父は木札の前に立ち、一度だけ呼吸を置いた。
呼吸を置くと、家の空気が整う。
父の声が落ちる。
「ルミシア」
名が置かれる。
名が置かれると、私は戻れる。
私の輪郭が、外の物語から守られる。
私は木札を見ながら、さっきの「ふー」を思い出した。
息で湯気を揺らしたこと。
父と息が重なったこと。
それが胸の奥に、灯りみたいに残っている。
私は小さく息を吸って、木札の前で吐いた。
「……ふー」
湯気はもう薄い。
でも、私の息はここにある。
ここで出せる。

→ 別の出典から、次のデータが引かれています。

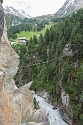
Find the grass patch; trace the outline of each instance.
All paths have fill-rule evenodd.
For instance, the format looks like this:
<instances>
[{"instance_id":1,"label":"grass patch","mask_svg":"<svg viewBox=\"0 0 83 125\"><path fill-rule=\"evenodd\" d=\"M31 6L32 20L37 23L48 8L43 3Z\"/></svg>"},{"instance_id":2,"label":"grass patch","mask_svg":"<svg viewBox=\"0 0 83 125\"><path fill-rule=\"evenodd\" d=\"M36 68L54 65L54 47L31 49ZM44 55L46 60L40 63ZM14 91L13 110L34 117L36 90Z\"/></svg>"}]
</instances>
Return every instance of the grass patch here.
<instances>
[{"instance_id":1,"label":"grass patch","mask_svg":"<svg viewBox=\"0 0 83 125\"><path fill-rule=\"evenodd\" d=\"M46 32L46 29L50 29L50 27L53 25L53 23L50 23L49 25L45 25L45 28L43 28L41 31L22 31L20 33L17 33L17 38L15 39L16 41L18 41L18 38L26 38L27 40L29 40L31 37L33 37L34 35L36 35L37 37L42 33L43 35L45 34Z\"/></svg>"}]
</instances>

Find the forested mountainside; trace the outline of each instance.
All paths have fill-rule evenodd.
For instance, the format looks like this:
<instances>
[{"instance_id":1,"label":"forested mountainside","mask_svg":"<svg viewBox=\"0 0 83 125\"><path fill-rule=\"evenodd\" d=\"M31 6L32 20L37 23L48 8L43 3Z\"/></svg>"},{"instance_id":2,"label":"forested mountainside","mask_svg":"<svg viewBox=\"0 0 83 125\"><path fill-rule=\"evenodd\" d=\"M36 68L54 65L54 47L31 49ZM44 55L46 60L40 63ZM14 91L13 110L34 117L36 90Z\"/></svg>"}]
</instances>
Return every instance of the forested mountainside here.
<instances>
[{"instance_id":1,"label":"forested mountainside","mask_svg":"<svg viewBox=\"0 0 83 125\"><path fill-rule=\"evenodd\" d=\"M28 40L13 45L20 55L16 84L33 80L31 89L46 90L50 101L61 103L60 86L70 96L73 122L83 124L83 9Z\"/></svg>"}]
</instances>

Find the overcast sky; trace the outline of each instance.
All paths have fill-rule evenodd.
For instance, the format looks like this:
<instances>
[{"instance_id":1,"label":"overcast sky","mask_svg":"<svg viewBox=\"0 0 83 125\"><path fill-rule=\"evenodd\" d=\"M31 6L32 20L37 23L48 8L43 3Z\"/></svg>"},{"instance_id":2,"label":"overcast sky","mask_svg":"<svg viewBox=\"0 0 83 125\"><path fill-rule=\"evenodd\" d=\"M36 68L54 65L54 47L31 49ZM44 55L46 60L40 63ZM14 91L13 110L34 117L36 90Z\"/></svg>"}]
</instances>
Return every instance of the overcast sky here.
<instances>
[{"instance_id":1,"label":"overcast sky","mask_svg":"<svg viewBox=\"0 0 83 125\"><path fill-rule=\"evenodd\" d=\"M16 6L17 0L4 0L5 4ZM19 0L25 1L30 8L28 9L28 13L31 16L39 16L45 14L53 14L55 13L66 0Z\"/></svg>"}]
</instances>

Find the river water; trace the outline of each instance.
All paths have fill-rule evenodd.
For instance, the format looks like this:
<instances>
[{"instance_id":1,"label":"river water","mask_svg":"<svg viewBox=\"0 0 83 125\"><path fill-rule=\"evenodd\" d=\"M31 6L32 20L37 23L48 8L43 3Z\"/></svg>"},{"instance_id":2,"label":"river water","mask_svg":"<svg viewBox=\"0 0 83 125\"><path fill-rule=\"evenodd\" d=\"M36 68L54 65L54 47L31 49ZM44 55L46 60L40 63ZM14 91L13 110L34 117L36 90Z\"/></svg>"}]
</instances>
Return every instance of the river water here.
<instances>
[{"instance_id":1,"label":"river water","mask_svg":"<svg viewBox=\"0 0 83 125\"><path fill-rule=\"evenodd\" d=\"M37 94L34 94L34 97L39 102L40 108L45 111L50 125L68 125L65 121L63 121L59 108L53 109L51 104L46 102L44 98L38 96Z\"/></svg>"}]
</instances>

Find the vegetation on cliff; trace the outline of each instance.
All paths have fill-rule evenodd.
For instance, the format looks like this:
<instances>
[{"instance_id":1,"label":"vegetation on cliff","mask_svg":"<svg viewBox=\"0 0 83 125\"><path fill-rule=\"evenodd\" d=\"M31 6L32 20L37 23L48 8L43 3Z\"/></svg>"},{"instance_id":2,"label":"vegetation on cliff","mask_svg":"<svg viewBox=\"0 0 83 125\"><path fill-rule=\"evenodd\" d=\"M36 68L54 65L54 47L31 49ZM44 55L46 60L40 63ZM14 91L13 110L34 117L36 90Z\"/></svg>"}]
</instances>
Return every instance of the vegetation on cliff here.
<instances>
[{"instance_id":1,"label":"vegetation on cliff","mask_svg":"<svg viewBox=\"0 0 83 125\"><path fill-rule=\"evenodd\" d=\"M3 0L0 0L1 3L3 3Z\"/></svg>"},{"instance_id":2,"label":"vegetation on cliff","mask_svg":"<svg viewBox=\"0 0 83 125\"><path fill-rule=\"evenodd\" d=\"M74 120L82 125L83 9L47 29L45 35L34 36L26 45L13 45L13 48L20 55L17 85L33 80L31 89L46 90L52 102L55 99L61 102L61 81L70 95Z\"/></svg>"}]
</instances>

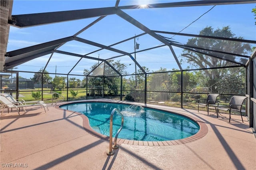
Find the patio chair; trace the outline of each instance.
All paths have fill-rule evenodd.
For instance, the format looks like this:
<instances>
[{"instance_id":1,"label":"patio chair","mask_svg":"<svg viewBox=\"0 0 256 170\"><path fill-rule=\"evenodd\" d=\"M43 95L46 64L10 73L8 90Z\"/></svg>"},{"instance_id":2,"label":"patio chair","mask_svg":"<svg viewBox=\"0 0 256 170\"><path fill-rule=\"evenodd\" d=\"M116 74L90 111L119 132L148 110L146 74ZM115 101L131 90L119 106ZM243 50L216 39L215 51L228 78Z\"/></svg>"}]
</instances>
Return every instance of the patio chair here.
<instances>
[{"instance_id":1,"label":"patio chair","mask_svg":"<svg viewBox=\"0 0 256 170\"><path fill-rule=\"evenodd\" d=\"M216 104L216 99L219 95L219 94L210 93L207 96L206 99L199 99L197 104L198 112L199 112L199 106L206 107L207 113L209 115L209 105Z\"/></svg>"},{"instance_id":2,"label":"patio chair","mask_svg":"<svg viewBox=\"0 0 256 170\"><path fill-rule=\"evenodd\" d=\"M8 100L6 97L1 96L0 96L0 101L1 101L1 104L0 105L0 109L2 109L2 114L4 113L4 108L6 107L7 107L8 109L9 108L15 108L17 109L17 111L19 114L19 115L20 115L20 111L18 109L20 108L24 108L24 107L28 107L30 106L40 106L41 108L42 108L42 107L44 107L44 111L45 113L46 113L46 111L45 109L46 108L47 108L48 110L49 110L48 107L47 107L47 105L44 103L36 103L36 104L32 104L30 105L23 105L22 103L19 103L20 105L15 105L14 103L11 102L9 100ZM25 108L24 108L24 111L26 112L26 110Z\"/></svg>"},{"instance_id":3,"label":"patio chair","mask_svg":"<svg viewBox=\"0 0 256 170\"><path fill-rule=\"evenodd\" d=\"M229 102L218 102L218 105L220 103L229 103L228 107L219 107L217 108L217 117L219 115L220 110L229 111L229 123L230 122L231 118L231 111L240 112L242 121L244 123L243 117L242 115L242 107L244 103L244 101L247 98L246 96L233 96L231 97Z\"/></svg>"},{"instance_id":4,"label":"patio chair","mask_svg":"<svg viewBox=\"0 0 256 170\"><path fill-rule=\"evenodd\" d=\"M0 95L5 97L6 99L9 100L11 102L13 103L22 103L22 104L26 103L43 103L44 102L43 101L26 101L22 99L20 99L22 101L18 101L13 97L10 95L10 94L6 93L0 93Z\"/></svg>"}]
</instances>

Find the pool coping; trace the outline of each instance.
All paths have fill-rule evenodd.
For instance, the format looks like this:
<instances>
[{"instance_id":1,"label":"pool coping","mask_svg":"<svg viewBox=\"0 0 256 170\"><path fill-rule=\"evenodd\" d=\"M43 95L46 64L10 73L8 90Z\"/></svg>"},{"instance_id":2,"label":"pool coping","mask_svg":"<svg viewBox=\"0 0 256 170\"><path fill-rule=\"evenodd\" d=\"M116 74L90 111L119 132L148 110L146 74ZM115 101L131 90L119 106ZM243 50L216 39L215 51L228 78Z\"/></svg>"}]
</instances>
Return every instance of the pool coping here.
<instances>
[{"instance_id":1,"label":"pool coping","mask_svg":"<svg viewBox=\"0 0 256 170\"><path fill-rule=\"evenodd\" d=\"M69 111L68 110L64 109L63 109L60 108L60 106L68 104L74 103L85 103L85 102L105 102L105 103L118 103L119 104L131 104L129 103L120 103L117 101L112 101L110 102L104 101L76 101L76 102L66 102L64 103L62 103L56 105L54 106L54 107L58 109L65 111L68 111L69 112L71 112L73 113L76 114L81 117L83 120L83 127L84 130L91 135L96 137L98 138L101 139L103 139L105 140L109 141L109 136L106 135L104 135L101 133L100 133L96 131L95 131L90 125L89 123L89 119L88 118L84 115L78 112L74 112L74 111ZM148 106L144 106L142 103L138 103L138 105L141 105L142 107L145 107L156 109L158 110L162 110L164 111L170 112L169 111L165 110L164 108L159 109L155 108L152 107L149 107ZM184 138L180 139L172 140L165 140L162 141L143 141L139 140L133 140L128 139L124 139L118 138L117 140L117 143L119 144L121 144L122 143L125 144L129 144L134 145L141 145L141 146L170 146L174 145L178 145L181 144L185 144L188 143L190 143L192 142L194 142L200 139L208 133L208 129L207 125L206 123L202 121L196 117L188 115L184 115L184 114L179 113L178 112L172 111L172 113L177 114L178 115L181 115L182 116L191 119L192 120L194 121L195 122L198 124L198 125L200 127L200 129L198 132L196 134L194 134L190 136ZM113 138L112 141L114 141L114 137Z\"/></svg>"}]
</instances>

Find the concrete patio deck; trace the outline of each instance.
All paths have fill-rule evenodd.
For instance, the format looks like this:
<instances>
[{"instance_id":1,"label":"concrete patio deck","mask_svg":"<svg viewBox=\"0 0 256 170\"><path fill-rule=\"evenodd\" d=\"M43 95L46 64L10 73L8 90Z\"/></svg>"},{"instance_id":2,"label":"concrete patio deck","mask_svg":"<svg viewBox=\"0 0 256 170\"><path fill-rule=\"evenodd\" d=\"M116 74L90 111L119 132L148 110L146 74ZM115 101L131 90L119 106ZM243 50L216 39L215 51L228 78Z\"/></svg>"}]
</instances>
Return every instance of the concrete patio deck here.
<instances>
[{"instance_id":1,"label":"concrete patio deck","mask_svg":"<svg viewBox=\"0 0 256 170\"><path fill-rule=\"evenodd\" d=\"M87 101L91 101L110 100ZM79 114L50 104L46 113L31 108L20 115L15 111L5 111L0 115L0 169L256 169L256 138L246 117L242 123L240 116L232 115L230 123L228 118L217 119L206 111L147 105L199 120L207 125L206 134L180 144L143 146L122 141L110 156L109 141L86 131L86 123Z\"/></svg>"}]
</instances>

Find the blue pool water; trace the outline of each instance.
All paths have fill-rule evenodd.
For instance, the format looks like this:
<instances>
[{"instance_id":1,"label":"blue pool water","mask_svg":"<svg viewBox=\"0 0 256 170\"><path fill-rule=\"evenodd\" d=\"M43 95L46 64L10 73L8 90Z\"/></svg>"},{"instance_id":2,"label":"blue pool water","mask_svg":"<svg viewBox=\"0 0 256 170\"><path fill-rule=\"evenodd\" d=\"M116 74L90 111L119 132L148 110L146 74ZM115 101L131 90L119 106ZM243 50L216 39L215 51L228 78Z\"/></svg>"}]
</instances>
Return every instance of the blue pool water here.
<instances>
[{"instance_id":1,"label":"blue pool water","mask_svg":"<svg viewBox=\"0 0 256 170\"><path fill-rule=\"evenodd\" d=\"M134 140L165 141L191 136L199 130L194 121L174 114L127 105L108 103L79 103L61 106L60 108L83 113L95 131L109 136L110 117L117 108L123 115L124 124L118 138ZM113 136L121 125L122 118L114 115Z\"/></svg>"}]
</instances>

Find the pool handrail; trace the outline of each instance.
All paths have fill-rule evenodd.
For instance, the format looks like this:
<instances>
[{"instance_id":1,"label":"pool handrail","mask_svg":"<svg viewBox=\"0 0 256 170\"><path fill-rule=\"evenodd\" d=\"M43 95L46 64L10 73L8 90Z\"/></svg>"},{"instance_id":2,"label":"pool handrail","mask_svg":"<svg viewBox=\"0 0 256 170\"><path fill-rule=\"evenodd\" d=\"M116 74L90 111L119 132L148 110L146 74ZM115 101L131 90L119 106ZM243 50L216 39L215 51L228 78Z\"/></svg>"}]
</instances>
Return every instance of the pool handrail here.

ここで戻れる。
父の手が背中に置かれる。
押さえつけない。温度を足すだけの手。
「……よし」
私はその「よし」を胸に入れて、もう一度息をした。
息は目に見えない。
でも湯気みたいに、確かにそこにいる。
私にとって朝は光じゃなく、息の形でできている。
そして、その形を父と一緒に作れるようになってきた。
湯気のまねをしようとして、うまくいかなくて、悔しくて。
それでも父の呼吸が道を引いてくれて、私はそこをなぞって、息を取り戻した。
それだけのことなのに、世界は少しだけ、ほどけにくくなった気がした。
私は父の外套の端を掴んだ。
掴むと、父は上から軽く手を重ねた。
ほどけないための手。
私は小さく、もう一度だけ言った。
「……ふー」
父は頷いた。
「……よし」
その二つの音で、今日の朝も、ちゃんと形になった。